Republican leaders of the House Oversight Committee released a scathing report about the Equifax data breach on Monday morning, detailing a series of security failures that preceded the 2017 compromise of 140 million Americans’ personal information.
A few hours later, committee Democrats released a competing report about the consumer credit reporting agency, lashing out at their Republican colleagues for not demanding new cybersecurity laws to prevent the next major data breach.
The competing reports highlight how cybersecurity, which was once considered a largely bipartisan topic, has been infected by partisan conflict.
The feud also underscores the supreme difficulty of reaching bipartisan consensus in cybersecurity: The fact that the parties can’t even agree on how to properly condemn Equifax makes it seem even less likely that they will be united on how to tackle more complex challenges that have serious political implications, such as election security or protecting the power grid.

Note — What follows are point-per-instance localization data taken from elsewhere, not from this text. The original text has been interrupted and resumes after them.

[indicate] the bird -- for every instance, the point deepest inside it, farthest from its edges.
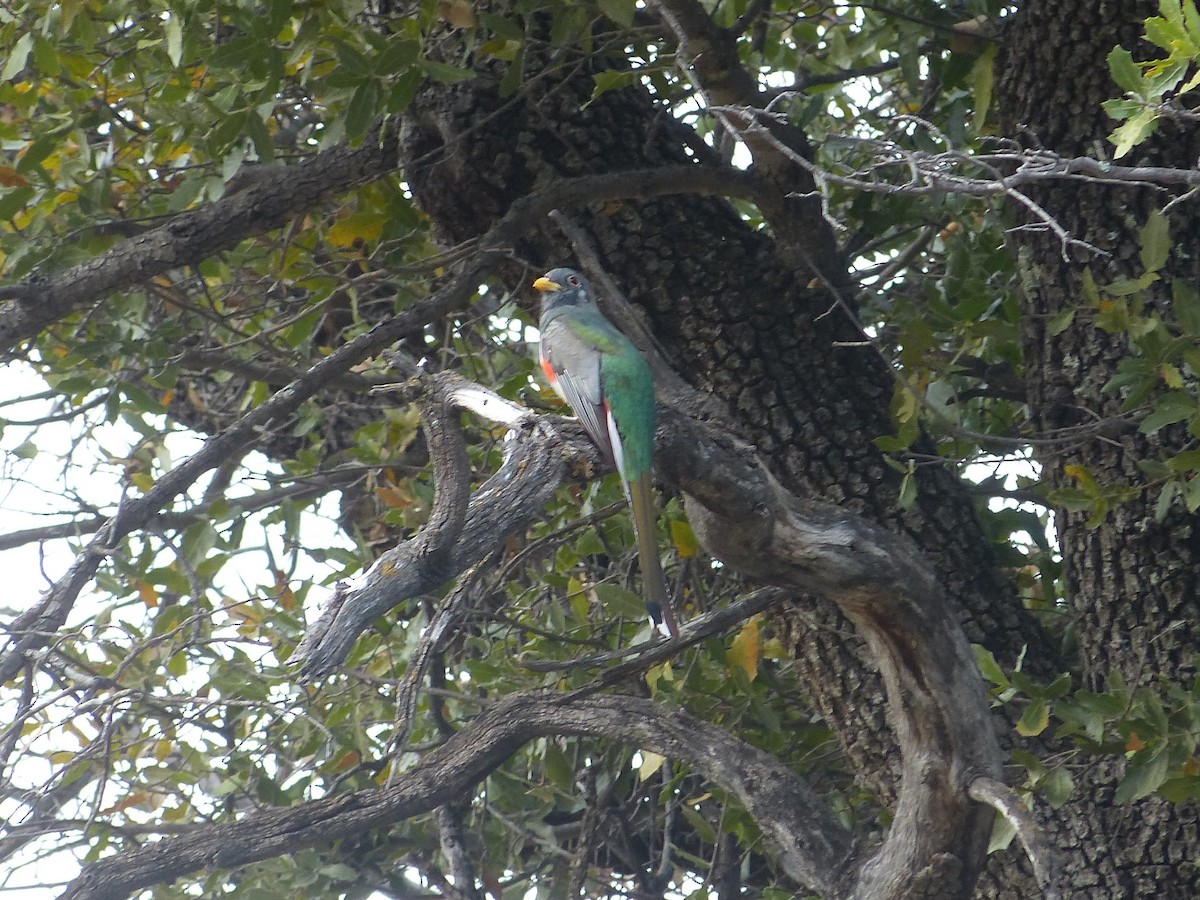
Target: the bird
(607, 382)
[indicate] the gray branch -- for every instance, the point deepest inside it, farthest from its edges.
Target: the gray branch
(748, 520)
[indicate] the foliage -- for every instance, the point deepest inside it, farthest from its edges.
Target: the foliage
(168, 701)
(1153, 88)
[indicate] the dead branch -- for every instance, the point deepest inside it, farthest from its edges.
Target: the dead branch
(743, 516)
(813, 846)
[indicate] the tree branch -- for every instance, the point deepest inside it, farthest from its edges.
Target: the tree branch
(33, 629)
(813, 846)
(1003, 799)
(743, 516)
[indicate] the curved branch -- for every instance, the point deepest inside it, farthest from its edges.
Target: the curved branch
(743, 516)
(35, 628)
(195, 235)
(1005, 801)
(813, 846)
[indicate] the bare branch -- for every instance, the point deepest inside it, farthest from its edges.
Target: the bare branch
(743, 516)
(1002, 798)
(33, 629)
(814, 847)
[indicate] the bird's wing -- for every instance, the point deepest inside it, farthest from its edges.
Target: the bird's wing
(571, 358)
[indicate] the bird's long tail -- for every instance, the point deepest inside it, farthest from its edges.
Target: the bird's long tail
(658, 603)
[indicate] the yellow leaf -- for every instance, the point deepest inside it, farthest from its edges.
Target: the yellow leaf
(684, 539)
(651, 763)
(394, 496)
(1086, 479)
(745, 649)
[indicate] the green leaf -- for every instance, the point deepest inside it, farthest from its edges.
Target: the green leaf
(1002, 833)
(1186, 304)
(17, 58)
(1133, 132)
(1125, 71)
(1145, 773)
(1171, 407)
(361, 111)
(983, 76)
(1192, 493)
(1060, 323)
(1056, 786)
(1156, 241)
(1035, 719)
(989, 669)
(618, 11)
(1164, 501)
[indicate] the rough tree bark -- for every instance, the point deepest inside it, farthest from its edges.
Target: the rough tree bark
(1132, 581)
(739, 319)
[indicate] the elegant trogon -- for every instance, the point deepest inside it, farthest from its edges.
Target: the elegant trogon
(607, 382)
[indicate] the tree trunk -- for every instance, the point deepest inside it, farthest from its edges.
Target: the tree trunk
(1131, 580)
(738, 321)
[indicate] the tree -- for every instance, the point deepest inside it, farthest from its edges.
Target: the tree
(871, 251)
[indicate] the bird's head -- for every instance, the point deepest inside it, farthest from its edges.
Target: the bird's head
(563, 287)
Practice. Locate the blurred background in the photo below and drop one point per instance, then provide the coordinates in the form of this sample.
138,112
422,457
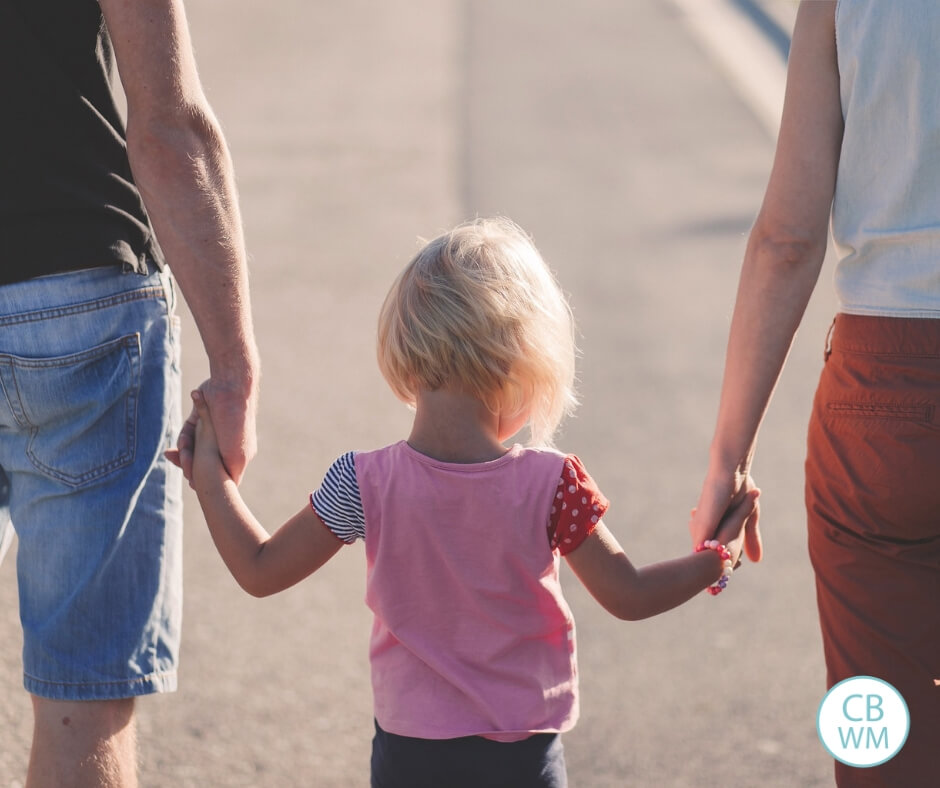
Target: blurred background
633,140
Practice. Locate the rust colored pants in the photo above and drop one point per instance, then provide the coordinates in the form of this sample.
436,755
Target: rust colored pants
873,505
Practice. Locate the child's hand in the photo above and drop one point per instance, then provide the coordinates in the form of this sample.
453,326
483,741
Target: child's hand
731,529
207,461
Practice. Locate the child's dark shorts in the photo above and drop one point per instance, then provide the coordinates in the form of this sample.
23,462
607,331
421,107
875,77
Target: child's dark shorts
467,762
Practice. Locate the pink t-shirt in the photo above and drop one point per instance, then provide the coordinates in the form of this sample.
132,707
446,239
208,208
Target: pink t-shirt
471,635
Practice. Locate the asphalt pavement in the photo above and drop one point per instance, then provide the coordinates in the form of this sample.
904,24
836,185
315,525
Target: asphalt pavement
607,131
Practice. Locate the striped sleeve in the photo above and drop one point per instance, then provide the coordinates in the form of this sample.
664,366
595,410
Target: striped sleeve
337,501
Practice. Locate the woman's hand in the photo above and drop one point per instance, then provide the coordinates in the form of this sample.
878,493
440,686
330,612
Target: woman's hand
720,495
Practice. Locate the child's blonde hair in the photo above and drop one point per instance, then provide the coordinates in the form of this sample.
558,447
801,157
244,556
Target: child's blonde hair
478,310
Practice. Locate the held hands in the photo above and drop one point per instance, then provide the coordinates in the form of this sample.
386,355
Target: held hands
720,504
205,457
732,530
233,426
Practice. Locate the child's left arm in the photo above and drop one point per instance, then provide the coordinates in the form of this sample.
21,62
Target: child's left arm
632,593
261,564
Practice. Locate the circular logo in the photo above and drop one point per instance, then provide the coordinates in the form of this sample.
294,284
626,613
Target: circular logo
863,721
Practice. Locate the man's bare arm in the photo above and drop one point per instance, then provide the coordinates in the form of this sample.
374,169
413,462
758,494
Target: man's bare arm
182,167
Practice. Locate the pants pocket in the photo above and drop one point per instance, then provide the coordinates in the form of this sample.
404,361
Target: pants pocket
79,411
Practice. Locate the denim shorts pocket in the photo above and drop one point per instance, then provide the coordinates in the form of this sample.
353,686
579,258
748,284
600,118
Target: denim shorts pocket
79,411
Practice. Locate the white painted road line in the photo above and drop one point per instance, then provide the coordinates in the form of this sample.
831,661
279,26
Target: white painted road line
753,65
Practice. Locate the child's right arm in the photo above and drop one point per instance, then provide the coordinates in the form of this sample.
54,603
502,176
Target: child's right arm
261,563
632,594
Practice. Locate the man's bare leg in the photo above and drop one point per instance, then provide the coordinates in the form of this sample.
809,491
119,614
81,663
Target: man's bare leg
83,744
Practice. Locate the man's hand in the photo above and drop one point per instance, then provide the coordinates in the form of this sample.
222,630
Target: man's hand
233,419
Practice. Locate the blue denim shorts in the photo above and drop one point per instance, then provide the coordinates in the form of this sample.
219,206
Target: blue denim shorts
89,400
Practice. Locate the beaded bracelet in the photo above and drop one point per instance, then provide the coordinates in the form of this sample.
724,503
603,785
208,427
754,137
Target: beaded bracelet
727,568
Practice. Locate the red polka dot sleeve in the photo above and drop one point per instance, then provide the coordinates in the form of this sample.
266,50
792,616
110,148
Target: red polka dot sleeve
577,508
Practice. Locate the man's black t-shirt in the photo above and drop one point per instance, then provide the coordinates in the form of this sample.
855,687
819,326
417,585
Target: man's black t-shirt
67,196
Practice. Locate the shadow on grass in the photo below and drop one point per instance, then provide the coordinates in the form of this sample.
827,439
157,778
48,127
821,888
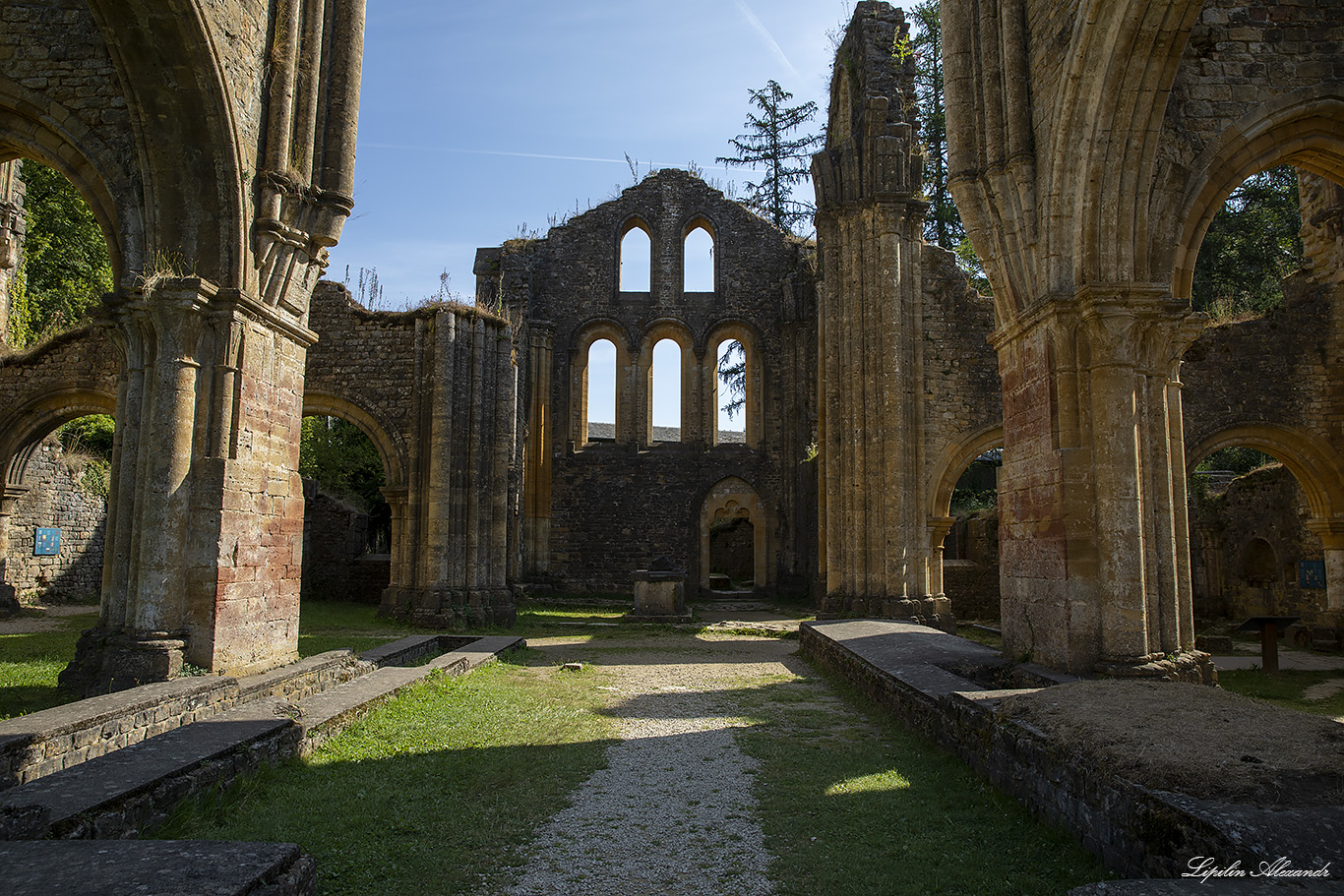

Aspects of the cybersecurity debate “are more partisan than they ever were before,” Daniel Schuman, a former congressional staff member who is now the policy director at the liberal advocacy group Demand Progress, told me.
In other ways, though, cybersecurity has always been more partisan than it seemed, Schuman said. That’s especially true when cybersecurity intersects with other issues that can be more partisan — such as how much money the government should spend and how actively it should regulate private industry.
The dueling reports highlight these differences.